Many couples wonder what is allowed in a Catholic marriage ceremony and how they can plan this most important part of the wedding. The presenter answers commonly asked questions about ceremony planning and explains the rules and traditions behind the answers. Questions are answered about interfaith marriage, whether to have a full mass or ceremony, destination weddings, the involvement of non-Catholics, the number of the bridal party, music and more.
This segment gives you background on how coming from a family of divorce may affect your marriage. How can you make it work? How can you avoid having what happened to your parents happen to you? How can you make sure your kids don’t go through what you went through? Those questions are discussed in this segment with author and researcher Elizabeth Marquardt, herself a child of divorce.
For some couples, living together seems like a logical step in their progression towards marriage. This optional segment covers cohabitation and what studies have shown to be the problems associated with cohabitation. The presenter, psychologist Dr. James Healy, PhD, walks couples through the steps to commitment and shares ways to have your actions match your beliefs as the two of you enter into Catholic marriage: as a couple equal in dignity, authority, and power.
This optional segment covers topics of interest to couples whose marriage will form a stepfamily, whether the children will live with them or not. Stepfamilies look just like other families but the challenges of integrating children into the new marital relationship can be a surprise if you are not prepared. The length of time it takes for a stepfamily to “gel” together, parenting, and dealing with “exes” are discussed in this segment with Elsie Radtke of the Archdiocese of Chicago, who is part of a stepfamily.
All marriages involve some differences in faith, even if the two marrying share the same religion. Since we are unique individuals with various histories and backgrounds, our perceptions and understandings about God and our faith experiences will always differ. Couples marrying today, whether they are of the same religious heritage or not, face the same challenge as did couples two millennium ago—to combine all the aspects of their lives, especially their religious beliefs, to create that triple braided cord.
The divorce rate for second marriages is even higher than the rate for first marriages.
In that light, the preparation process for couples entering into second marriages is of heightened importance. If a person has been married and becomes divorced, they must first obtain a Declaration of Nullity (an annulment from their Tribunal) before they are free to marry again in the Church. This section explains the reasoning and expectations for the couples.
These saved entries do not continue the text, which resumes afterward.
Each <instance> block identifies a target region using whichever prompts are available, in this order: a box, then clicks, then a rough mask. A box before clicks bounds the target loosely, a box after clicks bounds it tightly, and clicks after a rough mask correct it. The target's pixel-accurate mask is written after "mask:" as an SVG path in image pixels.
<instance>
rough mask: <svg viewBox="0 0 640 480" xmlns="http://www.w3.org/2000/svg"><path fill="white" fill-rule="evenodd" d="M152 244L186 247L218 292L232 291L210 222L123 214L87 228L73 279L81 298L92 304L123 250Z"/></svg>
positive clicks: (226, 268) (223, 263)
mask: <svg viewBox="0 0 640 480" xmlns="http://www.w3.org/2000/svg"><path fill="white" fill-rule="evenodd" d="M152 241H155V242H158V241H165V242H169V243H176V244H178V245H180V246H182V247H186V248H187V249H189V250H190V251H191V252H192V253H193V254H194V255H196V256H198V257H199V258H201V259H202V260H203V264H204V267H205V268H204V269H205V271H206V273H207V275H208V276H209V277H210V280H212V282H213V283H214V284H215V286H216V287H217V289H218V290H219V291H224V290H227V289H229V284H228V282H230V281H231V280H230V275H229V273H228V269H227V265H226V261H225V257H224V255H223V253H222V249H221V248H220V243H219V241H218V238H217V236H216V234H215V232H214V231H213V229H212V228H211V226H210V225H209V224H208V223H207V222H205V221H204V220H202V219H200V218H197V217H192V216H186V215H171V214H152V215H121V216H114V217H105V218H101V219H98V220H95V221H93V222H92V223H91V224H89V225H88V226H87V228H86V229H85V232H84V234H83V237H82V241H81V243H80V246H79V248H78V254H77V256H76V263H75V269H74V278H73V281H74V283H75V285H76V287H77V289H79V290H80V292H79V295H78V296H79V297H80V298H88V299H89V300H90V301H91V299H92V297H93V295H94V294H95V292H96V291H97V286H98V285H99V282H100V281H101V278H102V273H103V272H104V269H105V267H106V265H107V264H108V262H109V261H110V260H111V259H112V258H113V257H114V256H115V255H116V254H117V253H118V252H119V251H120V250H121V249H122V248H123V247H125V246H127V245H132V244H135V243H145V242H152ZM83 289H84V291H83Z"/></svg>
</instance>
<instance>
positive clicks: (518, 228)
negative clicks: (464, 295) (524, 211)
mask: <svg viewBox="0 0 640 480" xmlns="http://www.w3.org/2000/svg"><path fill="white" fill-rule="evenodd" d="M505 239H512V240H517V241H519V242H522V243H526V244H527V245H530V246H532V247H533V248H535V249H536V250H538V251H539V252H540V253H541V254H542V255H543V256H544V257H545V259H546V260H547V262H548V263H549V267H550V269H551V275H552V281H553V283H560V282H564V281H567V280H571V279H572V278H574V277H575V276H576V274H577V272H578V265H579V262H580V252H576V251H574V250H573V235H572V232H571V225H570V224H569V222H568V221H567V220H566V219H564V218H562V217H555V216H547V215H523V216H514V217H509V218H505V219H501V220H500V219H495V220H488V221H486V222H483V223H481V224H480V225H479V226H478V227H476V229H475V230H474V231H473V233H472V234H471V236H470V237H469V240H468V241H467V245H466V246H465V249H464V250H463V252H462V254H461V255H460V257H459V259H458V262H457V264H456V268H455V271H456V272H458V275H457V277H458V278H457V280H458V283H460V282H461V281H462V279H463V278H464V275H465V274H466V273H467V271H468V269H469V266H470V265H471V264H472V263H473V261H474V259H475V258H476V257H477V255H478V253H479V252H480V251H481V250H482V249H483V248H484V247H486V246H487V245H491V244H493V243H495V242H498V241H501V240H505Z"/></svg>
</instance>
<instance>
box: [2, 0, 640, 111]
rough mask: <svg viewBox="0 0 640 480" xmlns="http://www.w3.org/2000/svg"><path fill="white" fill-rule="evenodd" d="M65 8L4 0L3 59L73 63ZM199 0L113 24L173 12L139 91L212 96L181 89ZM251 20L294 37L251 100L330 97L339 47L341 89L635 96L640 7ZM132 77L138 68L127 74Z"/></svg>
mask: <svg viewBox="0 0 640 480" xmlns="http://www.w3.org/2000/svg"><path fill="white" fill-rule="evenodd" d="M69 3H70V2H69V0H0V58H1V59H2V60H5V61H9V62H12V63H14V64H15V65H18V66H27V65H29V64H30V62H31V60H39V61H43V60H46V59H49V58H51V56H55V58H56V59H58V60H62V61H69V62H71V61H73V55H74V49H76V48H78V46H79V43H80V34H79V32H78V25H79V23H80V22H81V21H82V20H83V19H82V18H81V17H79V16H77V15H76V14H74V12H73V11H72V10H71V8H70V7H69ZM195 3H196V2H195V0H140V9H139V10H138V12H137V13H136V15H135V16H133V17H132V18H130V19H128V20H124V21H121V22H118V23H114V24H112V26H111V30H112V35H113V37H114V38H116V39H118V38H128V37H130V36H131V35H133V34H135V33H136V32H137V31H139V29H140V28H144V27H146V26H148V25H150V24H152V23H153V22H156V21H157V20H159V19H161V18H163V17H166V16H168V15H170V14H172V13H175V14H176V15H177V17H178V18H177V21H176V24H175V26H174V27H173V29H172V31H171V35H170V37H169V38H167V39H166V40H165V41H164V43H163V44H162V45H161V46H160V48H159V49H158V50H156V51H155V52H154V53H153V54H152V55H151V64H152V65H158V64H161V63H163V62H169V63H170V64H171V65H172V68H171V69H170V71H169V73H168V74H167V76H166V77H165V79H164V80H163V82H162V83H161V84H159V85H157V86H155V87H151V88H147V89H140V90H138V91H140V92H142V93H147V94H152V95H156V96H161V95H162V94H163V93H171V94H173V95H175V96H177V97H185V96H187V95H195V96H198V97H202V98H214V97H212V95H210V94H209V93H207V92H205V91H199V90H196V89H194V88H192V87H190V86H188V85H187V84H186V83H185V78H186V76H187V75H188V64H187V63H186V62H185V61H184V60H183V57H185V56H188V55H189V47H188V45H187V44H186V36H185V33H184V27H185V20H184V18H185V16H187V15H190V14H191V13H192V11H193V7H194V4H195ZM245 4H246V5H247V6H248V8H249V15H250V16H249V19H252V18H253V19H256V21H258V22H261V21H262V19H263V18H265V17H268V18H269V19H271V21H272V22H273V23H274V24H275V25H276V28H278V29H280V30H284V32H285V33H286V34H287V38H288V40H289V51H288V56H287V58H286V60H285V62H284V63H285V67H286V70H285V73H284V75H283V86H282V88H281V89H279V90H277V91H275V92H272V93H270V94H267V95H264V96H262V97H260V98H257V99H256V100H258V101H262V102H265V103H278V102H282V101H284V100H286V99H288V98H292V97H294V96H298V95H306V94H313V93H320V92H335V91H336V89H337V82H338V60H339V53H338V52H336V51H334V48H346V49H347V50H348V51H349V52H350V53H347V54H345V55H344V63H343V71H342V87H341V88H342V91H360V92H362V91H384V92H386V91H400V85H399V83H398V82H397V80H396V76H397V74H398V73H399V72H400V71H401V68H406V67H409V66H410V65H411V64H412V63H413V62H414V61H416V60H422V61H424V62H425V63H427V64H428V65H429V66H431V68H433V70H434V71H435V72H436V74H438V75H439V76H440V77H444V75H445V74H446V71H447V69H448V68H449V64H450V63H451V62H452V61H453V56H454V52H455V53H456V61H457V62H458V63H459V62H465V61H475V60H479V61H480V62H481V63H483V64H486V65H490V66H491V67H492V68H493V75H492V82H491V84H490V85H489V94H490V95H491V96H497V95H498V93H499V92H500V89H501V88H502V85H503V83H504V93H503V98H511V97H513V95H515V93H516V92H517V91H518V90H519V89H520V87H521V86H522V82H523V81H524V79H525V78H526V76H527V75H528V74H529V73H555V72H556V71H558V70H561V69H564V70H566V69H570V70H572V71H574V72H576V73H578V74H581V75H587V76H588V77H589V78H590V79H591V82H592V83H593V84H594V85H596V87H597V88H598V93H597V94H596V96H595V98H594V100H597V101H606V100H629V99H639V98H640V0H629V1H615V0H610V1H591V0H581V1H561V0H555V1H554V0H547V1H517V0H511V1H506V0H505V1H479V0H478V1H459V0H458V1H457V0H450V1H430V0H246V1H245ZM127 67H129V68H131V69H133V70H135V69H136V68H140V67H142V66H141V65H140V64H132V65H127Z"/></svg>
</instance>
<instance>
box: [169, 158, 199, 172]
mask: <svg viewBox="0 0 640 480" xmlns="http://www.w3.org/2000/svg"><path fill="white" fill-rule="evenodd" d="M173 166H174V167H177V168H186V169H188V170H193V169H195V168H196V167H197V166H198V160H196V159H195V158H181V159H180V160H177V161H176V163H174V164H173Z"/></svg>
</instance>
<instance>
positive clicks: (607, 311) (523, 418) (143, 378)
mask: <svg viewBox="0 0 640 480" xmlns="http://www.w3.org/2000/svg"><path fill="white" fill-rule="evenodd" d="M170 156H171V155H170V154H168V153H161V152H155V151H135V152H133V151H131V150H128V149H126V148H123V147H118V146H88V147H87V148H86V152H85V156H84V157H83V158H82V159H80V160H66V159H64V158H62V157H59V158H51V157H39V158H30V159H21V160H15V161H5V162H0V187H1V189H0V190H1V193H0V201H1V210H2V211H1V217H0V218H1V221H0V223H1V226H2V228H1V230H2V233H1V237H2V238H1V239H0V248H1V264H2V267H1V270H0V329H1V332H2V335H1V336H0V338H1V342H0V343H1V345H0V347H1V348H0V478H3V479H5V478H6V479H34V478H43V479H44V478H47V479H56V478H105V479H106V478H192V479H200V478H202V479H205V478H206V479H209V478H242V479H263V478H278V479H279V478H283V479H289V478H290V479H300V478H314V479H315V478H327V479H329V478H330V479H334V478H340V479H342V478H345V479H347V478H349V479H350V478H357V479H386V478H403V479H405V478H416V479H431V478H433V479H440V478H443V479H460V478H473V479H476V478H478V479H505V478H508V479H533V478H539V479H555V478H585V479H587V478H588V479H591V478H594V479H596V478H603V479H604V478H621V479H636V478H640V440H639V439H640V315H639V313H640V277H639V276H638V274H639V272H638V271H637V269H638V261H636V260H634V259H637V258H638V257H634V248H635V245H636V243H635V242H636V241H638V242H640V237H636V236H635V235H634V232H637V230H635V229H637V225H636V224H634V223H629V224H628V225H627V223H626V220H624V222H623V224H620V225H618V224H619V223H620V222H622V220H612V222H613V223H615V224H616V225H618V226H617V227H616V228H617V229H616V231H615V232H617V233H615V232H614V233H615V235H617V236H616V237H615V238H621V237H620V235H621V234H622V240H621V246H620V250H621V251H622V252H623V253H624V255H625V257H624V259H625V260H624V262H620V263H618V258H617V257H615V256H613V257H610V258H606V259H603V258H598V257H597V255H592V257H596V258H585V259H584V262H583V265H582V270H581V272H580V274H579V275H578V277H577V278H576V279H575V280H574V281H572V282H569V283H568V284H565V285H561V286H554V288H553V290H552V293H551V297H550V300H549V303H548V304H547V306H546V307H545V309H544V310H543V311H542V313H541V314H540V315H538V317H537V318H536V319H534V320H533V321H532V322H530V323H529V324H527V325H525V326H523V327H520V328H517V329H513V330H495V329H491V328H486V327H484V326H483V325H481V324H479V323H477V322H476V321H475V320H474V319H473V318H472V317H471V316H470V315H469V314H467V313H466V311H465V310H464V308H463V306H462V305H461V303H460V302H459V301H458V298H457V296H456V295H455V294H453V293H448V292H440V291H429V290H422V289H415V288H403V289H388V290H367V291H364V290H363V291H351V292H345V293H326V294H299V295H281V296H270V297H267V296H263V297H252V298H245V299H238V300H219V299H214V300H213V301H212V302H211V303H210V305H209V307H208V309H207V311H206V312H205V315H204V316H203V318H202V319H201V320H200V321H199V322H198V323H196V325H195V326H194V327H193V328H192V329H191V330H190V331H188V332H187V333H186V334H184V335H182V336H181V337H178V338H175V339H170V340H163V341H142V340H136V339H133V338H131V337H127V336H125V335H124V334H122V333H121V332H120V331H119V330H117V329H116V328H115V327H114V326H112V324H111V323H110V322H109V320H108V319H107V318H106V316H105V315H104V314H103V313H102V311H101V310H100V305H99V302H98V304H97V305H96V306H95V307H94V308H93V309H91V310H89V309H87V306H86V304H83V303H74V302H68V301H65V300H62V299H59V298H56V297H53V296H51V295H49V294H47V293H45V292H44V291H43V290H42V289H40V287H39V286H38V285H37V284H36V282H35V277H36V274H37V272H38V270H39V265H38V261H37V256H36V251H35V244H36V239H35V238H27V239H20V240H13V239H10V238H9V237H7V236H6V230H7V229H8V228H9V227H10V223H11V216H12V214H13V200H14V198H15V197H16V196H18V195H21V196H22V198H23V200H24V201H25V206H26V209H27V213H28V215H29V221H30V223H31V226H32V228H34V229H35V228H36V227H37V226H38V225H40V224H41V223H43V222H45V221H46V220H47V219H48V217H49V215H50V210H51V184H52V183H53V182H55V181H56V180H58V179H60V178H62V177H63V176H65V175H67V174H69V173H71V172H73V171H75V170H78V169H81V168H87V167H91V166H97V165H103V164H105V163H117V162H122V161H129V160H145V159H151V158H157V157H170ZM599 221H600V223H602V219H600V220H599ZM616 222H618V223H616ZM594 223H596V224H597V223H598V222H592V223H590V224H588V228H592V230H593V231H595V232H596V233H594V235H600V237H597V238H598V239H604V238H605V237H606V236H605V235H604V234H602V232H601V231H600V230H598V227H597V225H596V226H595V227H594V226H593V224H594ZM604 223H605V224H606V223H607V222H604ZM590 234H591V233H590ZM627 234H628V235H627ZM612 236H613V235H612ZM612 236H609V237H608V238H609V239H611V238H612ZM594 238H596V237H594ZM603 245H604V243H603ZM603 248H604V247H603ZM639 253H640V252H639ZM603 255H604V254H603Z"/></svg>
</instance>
Social data reveals that African American families are particularly in crisis, having the lowest marriage rate compared to all measured groups, while also having the highest divorce rate.
In this segment, Andrew and Terri Lyke offer encouragement and suggestions for having a successful marriage. They have been married nearly 40 years.
Andrew is the Director of the Office for Black Catholics in the Archdiocese of Chicago. He has been involved in ministry to the Church in a variety of ways over the past 30+ years.
All marriages have challenges, but there are certain challenges unique to military couples. Father Matt Foley discusses how you can stay strong in the face of deployment, distance, separation, and other dynamics faced when you’re in the military. Fr. Foley is a priest of the Archdiocese of Chicago and U.S. Army chaplain at Fort Bragg, North Carolina and has served three deployments in Afghanistan.